There is no controversy about the fact that mercury in the CNS causes psychological, neurological and immunological problems in all humans. The symptoms and literature are carefully reviewed in the 1994 publication by the U.S. Department of Health and Human Services entitled ``The toxicological profile of mercury''. The symptoms of mercury toxicity can be significantly amplified by the often, accompanying presence of mercury sensitivity (``allergy''). Recent studies with the M.E.L.I.S.A. test, developed by Vera Stejskal at the Karolinska Institute in Sweden, show that most humans become rather rapidly allergic to virtually all metals placed in the human body (mercury leads the list, gold is 3#!). Skin testing appears to be completely inappropriate with large number of ``false negative'' findings and should be discontinued because the results are misleading.

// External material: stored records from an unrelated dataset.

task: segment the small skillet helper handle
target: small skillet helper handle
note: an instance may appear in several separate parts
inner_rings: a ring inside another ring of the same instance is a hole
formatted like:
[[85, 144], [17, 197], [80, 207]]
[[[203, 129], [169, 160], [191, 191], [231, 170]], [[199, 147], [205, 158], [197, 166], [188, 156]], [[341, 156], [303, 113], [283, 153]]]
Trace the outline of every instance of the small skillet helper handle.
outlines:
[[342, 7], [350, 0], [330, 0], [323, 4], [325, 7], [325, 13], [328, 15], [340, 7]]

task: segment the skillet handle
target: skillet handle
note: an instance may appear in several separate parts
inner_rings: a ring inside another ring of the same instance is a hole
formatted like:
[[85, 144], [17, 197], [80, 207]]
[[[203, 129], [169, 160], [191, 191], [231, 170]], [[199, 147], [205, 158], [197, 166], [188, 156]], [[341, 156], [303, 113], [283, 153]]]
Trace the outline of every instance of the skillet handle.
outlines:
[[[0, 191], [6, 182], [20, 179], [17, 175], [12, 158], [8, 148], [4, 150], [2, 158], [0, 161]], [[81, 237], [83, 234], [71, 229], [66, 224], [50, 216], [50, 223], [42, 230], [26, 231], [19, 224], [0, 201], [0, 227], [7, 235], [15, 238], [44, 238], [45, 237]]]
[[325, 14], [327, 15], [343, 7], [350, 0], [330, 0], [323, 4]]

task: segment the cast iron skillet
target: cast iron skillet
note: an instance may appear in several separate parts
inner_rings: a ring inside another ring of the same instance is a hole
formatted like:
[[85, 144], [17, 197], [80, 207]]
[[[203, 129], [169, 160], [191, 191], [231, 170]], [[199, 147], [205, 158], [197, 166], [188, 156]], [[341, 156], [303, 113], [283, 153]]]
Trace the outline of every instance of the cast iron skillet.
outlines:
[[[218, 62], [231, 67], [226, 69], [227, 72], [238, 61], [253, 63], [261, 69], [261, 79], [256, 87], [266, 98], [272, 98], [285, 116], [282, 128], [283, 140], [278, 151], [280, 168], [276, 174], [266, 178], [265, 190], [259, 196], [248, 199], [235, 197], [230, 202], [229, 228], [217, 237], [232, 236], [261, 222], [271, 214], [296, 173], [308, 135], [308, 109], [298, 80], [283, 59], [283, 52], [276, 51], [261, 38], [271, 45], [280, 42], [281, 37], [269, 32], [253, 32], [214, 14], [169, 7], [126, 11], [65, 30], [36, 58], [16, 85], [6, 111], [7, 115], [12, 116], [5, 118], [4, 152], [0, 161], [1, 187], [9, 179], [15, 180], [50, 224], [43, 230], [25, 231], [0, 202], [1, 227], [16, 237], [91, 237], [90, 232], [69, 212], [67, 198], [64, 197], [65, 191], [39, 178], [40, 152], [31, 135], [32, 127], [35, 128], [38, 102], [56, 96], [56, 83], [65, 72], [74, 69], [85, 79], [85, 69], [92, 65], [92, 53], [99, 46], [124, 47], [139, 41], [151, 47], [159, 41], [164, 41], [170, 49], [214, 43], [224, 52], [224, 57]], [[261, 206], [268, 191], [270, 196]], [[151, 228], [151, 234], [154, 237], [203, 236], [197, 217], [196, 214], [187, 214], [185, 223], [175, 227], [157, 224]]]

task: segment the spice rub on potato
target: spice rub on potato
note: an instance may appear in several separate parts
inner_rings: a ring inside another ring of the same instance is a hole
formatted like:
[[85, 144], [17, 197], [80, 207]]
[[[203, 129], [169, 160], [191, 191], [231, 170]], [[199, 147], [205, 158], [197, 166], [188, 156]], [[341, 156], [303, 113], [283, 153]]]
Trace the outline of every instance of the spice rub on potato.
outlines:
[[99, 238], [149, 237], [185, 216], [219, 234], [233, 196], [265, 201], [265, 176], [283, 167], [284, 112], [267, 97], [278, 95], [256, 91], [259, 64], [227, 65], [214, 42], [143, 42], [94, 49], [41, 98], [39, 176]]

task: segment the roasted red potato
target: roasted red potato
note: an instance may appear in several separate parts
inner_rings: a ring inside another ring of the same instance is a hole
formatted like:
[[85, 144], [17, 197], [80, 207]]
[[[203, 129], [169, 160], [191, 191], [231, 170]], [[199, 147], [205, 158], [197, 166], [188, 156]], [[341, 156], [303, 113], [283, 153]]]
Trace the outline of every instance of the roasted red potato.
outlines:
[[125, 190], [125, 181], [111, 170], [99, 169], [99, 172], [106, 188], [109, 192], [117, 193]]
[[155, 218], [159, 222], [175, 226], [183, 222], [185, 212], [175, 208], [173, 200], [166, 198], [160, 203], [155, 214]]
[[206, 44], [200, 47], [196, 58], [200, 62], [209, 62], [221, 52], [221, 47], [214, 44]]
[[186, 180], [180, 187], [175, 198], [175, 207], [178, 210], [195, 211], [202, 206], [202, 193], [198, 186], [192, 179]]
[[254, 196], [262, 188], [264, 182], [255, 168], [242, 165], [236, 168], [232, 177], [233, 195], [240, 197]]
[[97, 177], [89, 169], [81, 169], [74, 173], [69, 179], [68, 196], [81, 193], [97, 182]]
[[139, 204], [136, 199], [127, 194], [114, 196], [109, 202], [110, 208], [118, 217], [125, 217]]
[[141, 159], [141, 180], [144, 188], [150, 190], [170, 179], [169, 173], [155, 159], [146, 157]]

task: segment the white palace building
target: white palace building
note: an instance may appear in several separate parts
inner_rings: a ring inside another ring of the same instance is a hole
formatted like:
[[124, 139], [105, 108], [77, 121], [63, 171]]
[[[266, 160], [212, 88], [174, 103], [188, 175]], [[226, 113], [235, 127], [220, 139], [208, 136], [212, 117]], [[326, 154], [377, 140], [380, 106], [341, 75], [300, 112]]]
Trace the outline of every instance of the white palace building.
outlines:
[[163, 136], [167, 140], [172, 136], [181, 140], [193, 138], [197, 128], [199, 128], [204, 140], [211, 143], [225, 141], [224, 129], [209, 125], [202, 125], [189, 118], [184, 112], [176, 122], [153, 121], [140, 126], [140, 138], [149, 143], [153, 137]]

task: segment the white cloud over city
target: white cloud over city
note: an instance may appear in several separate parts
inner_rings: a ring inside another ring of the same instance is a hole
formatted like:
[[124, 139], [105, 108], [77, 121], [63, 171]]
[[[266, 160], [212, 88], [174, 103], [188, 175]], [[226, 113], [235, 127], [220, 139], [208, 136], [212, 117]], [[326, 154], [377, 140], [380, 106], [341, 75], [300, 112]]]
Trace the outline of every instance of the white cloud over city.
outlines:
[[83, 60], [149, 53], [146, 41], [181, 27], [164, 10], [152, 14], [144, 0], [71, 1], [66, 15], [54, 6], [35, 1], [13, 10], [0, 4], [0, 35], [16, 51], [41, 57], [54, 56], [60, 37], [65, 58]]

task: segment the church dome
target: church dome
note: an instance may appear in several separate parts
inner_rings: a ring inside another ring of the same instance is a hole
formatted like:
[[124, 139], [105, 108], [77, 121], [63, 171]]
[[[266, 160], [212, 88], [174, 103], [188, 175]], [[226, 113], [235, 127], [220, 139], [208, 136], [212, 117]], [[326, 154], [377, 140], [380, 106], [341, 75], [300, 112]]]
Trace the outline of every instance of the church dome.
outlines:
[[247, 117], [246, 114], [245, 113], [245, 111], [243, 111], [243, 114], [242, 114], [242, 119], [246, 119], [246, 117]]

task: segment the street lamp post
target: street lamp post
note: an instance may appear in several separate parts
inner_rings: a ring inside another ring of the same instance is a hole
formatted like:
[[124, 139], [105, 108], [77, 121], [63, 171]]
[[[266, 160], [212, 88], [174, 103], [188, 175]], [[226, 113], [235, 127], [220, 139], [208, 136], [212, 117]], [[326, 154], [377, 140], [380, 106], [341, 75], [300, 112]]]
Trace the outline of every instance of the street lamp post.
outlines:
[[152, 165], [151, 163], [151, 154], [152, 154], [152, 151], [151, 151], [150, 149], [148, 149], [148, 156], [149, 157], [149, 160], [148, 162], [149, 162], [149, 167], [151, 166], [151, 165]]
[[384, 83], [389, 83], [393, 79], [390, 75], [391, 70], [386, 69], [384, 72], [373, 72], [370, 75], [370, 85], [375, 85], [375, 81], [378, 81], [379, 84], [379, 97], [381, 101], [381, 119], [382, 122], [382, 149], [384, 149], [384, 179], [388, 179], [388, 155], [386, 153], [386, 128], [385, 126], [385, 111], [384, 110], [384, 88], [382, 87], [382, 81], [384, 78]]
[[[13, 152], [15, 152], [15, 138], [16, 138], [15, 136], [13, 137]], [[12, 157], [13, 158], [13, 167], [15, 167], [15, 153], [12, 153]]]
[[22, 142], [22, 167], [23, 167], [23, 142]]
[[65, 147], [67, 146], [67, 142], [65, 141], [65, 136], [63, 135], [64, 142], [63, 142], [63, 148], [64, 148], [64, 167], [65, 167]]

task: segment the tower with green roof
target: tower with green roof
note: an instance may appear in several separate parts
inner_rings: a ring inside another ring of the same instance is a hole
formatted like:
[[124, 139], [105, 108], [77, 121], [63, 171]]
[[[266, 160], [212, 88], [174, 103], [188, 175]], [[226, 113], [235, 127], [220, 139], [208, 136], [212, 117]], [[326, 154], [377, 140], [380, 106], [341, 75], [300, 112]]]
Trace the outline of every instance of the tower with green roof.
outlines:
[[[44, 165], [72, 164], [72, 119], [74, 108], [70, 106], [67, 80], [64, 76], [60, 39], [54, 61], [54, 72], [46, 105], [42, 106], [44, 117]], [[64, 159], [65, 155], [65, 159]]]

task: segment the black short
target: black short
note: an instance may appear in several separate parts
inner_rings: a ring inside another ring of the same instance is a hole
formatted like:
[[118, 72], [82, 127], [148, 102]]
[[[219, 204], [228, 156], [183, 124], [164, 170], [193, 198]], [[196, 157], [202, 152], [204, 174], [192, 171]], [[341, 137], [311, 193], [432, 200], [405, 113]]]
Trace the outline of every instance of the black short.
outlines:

More about the challenge tests:
There are currently 3 challenge tests available:
1. The R. Jaffe protocol with Penicillamine. 2. The Daunderer protocol, modified by D. Klinghardt and L. Williams, using DMPS. This program is currently investigated in a multi-center study coordinated by Paula Bickle, Ph.D. 3. A mineral based protocol using a product developed in Australia called ``CH7''. There is a lack of research and safety data at this time about this product.
The DMPS Study
DMPS is a complexing agent; develop in Russia with an abundance of international research data and an excellent safety record. Preliminary results of the U.S. multi-center study show that mercury toxicity is very prevalent in the United States and appears to be a co-factor in a large variety of illnesses, especially illnesses associated with compromised function of the immune system (such as chronic viral and fungal syndromes). DMPS appears to be extremely safe when used appropriately.
Protocol: 3 mg DMPS/kg of body weight is injected slowly i.v. followed by a 24 hour urinalysis for heavy metals and trace elements. This injection is given once/month.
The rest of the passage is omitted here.